Sebagai mahasiswa, saya merasa miris melihat bagaimana pendidikan di era sekarang perlahan kehilangan nilai kemanusiaannya. Banyak kasus terjadi: biaya pendidikan yang terus naik, ketidakadilan akses pendidikan bagi mereka yang kurang mampu, hingga maraknya kasus bullying dan kekerasan di sekolah yang seolah menjadi cerita rutin di berita.
Sekolah seharusnya menjadi ruang aman untuk tumbuh dan belajar, tetapi sering kali berubah menjadi beban mental.
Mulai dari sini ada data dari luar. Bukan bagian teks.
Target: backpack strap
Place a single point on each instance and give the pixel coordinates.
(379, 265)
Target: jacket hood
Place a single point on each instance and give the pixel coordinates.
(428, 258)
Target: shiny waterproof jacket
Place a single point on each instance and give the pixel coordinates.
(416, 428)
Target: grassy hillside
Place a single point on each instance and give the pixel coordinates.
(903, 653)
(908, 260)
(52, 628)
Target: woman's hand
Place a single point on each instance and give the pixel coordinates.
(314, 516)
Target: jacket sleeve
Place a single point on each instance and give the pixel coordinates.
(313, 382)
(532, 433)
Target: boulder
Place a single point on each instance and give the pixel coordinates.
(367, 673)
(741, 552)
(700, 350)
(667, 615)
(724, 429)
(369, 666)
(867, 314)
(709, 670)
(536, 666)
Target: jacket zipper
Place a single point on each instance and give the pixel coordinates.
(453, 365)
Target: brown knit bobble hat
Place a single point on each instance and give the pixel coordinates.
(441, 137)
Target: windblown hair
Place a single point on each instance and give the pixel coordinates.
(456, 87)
Tidak jarang siswa dan mahasiswa dipaksa mengejar angka-angka demi akreditasi sekolah atau kampus, hingga lupa pada makna pendidikan itu sendiri: membentuk manusia yang berakhlak baik, kritis, dan peduli sekitar.
Saya juga melihat bagaimana teknologi yang seharusnya mempermudah, justru kadang menjadi senjata untuk mematikan kreativitas, karena hanya dipakai untuk menyalin jawaban dan tugas tanpa pemahaman. Sementara itu, masih banyak siswa di pelosok yang tidak memiliki akses internet stabil, membuktikan ketimpangan pendidikan masih sangat lebar di negeri ini.
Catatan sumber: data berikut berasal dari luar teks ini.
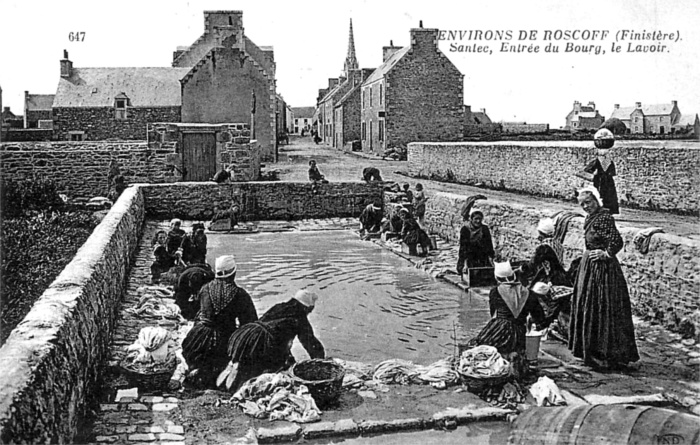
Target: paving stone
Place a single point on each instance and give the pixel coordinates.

Kita tidak bisa terus diam. Pendidikan bukan hanya soal gedung mewah atau nilai sempurna, melainkan bagaimana membentuk manusia yang siap menghadapi kehidupan dengan jiwa yang sehat, akal yang kritis, dan hati yang peduli.
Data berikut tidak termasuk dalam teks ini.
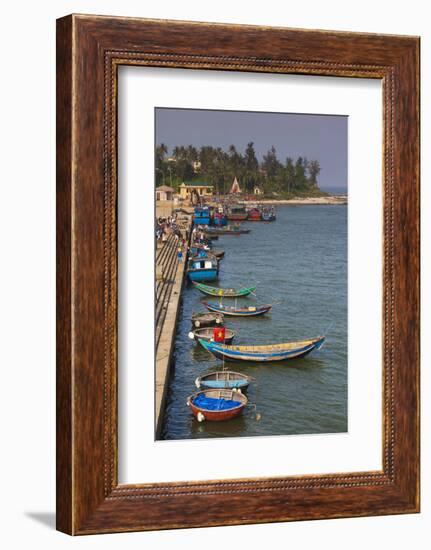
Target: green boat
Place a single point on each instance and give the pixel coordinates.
(224, 292)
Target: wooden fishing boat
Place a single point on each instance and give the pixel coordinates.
(267, 353)
(224, 292)
(228, 230)
(206, 319)
(223, 380)
(216, 404)
(207, 334)
(202, 268)
(249, 311)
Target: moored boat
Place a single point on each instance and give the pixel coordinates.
(248, 311)
(207, 334)
(206, 319)
(237, 213)
(216, 404)
(223, 380)
(265, 353)
(224, 292)
(202, 268)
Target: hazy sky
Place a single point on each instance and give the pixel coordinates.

Mari kita perjuangkan pendidikan yang adil, manusiawi, dan bermakna, bukan hanya sekadar formalitas yang penuh tekanan. Karena masa depan bangsa ini ditentukan dari bagaimana kita mendidik generasi hari ini.
Realitas di lapangan menunjukkan bagaimana pendidikan kian mahal, menjadikannya seperti barang dagangan, bukan hak setiap anak bangsa. Dari biaya masuk sekolah, buku, seragam, hingga iuran lain yang kadang tidak jelas peruntukannya, semua menjadi beban bagi orang tua dan siswa. Ketika uang menjadi penentu kualitas pendidikan, maka mereka yang tidak mampu hanya bisa pasrah tertinggal.
Belum lagi adanya sistem pendidikan yang terlalu kaku dan seragam, seolah semua anak harus menempuh jalur yang sama, padahal setiap individu memiliki potensi dan minat yang berbeda. Sistem ranking dan ujian yang berlebihan kadang justru membunuh kreativitas, serta mematikan rasa percaya diri anak-anak yang tidak sesuai dengan standar nilai akademik.
Dalam situasi ini, guru sebenarnya berada di posisi terjepit. Di satu sisi, mereka ingin mendidik dengan hati, tapi di sisi lain tertekan oleh target administrasi, akreditasi, dan beban kurikulum yang menumpuk. Padahal sejatinya, pendidikan tidak hanya tentang transfer ilmu, tetapi juga membentuk karakter, nilai kemanusiaan, dan keberanian untuk berpikir kritis serta peduli terhadap sekitar.
Pendidikan di era sekarang membutuhkan perubahan cara pandang. Kita perlu berani mendesak pemerintah dan pemangku kebijakan agar fokus pada pemerataan akses pendidikan yang berkualitas, bukan sekadar proyek infrastruktur. Teknologi harus menjadi sarana pemberdayaan, bukan sekadar alat formalitas pembelajaran daring.
Kita juga sebagai mahasiswa dan generasi muda perlu mengambil peran, memulai dari diri sendiri untuk menjadikan pendidikan sebagai alat perbaikan diri dan masyarakat, bukan hanya untuk mengejar gelar atau gengsi akademik.
Karena pendidikan bukan hanya untuk hari ini, tetapi menentukan masa depan bangsa ini. Jika hari ini pendidikan hanya menjadi ladang bisnis dan tekanan, maka masa depan kita akan penuh ketimpangan dan hilangnya nilai kemanusiaan yang seharusnya menjadi dasar dalam mendidik.